Where Generals Dare: The Continuing Saga in Myanmar was the subject of a virtual discussion organised by the Press Institute of India in March. The freewheeling and engaging discussion focused on the present while also taking a look back and at the possible road ahead. P. M. Heblikar, former special secretary, Government of India, and now managing trustee, Institute of Contemporary Studies Bangalore; Cmde R. Seshadri Vasan, director, Chennai Centre for China Studies; Col. R. Hariharan, strategic security and intelligence analyst, and columnist; and Dr Win Naing, senior member, National League for Democracy (NLD), Myanmar participated. Dr Naing joined from the UK. Sashi Nair, director, Press Institute of India, moderated.

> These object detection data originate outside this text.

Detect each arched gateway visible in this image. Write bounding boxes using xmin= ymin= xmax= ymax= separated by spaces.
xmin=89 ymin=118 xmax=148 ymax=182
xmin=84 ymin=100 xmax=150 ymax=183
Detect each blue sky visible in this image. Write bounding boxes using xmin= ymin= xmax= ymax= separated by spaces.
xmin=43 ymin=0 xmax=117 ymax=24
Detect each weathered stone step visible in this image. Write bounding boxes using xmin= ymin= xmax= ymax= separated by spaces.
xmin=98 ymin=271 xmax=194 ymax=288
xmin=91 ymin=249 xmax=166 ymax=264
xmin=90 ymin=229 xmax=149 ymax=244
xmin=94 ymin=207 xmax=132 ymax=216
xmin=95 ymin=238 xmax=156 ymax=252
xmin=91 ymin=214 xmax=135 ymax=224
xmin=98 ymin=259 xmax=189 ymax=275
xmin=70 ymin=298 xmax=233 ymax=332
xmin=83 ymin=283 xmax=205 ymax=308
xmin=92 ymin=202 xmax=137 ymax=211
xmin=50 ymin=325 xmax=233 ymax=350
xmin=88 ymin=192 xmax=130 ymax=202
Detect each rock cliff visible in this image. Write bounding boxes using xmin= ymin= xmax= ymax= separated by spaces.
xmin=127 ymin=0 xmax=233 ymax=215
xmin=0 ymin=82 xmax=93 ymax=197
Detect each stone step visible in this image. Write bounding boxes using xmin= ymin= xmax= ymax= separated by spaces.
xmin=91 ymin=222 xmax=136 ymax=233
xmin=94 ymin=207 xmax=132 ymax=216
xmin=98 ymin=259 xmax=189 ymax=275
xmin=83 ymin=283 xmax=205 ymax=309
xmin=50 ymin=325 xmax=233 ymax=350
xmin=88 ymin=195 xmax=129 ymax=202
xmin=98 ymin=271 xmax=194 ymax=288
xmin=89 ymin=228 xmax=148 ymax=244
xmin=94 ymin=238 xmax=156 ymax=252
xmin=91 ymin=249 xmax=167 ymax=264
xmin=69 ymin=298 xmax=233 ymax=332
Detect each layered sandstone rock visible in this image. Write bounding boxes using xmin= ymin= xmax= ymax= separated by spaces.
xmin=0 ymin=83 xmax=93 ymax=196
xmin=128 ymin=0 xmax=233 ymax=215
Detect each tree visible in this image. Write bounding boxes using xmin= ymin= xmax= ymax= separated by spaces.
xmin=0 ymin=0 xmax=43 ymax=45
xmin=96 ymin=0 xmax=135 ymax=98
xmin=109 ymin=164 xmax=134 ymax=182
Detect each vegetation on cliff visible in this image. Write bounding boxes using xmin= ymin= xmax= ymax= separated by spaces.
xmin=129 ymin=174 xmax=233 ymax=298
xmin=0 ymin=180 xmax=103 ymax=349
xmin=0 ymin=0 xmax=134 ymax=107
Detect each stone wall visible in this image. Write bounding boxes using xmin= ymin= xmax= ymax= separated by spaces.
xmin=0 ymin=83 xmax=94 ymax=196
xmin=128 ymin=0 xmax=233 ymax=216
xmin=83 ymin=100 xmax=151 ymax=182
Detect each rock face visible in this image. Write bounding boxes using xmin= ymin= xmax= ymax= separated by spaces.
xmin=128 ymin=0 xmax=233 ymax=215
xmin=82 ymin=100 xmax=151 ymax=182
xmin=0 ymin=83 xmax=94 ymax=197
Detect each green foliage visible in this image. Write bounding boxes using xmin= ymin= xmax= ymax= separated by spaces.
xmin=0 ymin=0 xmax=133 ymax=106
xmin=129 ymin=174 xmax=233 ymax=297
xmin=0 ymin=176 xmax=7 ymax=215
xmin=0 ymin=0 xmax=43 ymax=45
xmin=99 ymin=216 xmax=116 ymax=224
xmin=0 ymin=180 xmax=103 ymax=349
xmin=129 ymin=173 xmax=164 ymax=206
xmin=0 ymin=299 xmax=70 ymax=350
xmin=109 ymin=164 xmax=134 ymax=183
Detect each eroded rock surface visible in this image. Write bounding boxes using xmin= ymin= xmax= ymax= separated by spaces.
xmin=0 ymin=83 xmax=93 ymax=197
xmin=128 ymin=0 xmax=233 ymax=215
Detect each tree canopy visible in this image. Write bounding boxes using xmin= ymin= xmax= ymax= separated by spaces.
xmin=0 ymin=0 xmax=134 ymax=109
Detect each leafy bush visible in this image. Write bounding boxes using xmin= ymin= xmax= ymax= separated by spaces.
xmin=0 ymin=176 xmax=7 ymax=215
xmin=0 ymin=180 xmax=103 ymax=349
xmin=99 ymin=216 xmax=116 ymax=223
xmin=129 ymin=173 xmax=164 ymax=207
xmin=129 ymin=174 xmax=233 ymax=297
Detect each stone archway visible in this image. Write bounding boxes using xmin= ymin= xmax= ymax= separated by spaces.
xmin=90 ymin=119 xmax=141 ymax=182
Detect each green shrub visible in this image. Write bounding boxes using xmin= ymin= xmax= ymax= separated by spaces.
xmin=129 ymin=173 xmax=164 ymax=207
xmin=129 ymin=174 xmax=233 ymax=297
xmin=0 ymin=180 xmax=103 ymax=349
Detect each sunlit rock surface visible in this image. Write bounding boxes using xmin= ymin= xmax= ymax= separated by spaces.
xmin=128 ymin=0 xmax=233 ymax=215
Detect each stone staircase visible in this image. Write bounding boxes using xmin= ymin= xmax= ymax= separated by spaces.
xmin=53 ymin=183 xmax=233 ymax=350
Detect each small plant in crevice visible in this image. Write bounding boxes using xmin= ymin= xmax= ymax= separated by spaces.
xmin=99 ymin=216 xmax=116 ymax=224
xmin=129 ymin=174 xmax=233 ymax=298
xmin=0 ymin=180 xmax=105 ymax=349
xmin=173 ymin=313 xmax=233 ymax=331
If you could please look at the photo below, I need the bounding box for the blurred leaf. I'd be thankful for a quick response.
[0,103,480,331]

Myanmar’s brief and tenuous one-decade experiment with democracy got over when the military seized control on 1st February 2021 and declared a yearlong state of emergency. Military commander-in-chief Min Aung Hlaing seized power. In a general election which Suu Kyi’s National League for Democracy (NLD) party won by a landslide, the armed forces had backed the opposition who were demanding a rerun of the vote, claiming widespread fraud. The inability of the NLD leadership to discuss the allegations of electoral fraud and the rejection by the Union Election Commission (UEC) of military’s demands for investigation precipitated the political crisis. The military did not wait for the Supreme Court to rule on the matter. Suu Kyi was put under house arrest and many NLD officials were detained. The panelists agreed that the stand-off in Myanmar was moving towards uncharted waters. With the crackdown on protests being brutal, many shot in cold blood and the death toll rising daily, speakers felt that the onus was on the international community to mediate immediately to end the violence, destruction and economic ruin. There was also the feeling that India could play a more proactive role rather than only publicly expressing its deep concerns over the recent development and articulating support to the transition to the democratic process.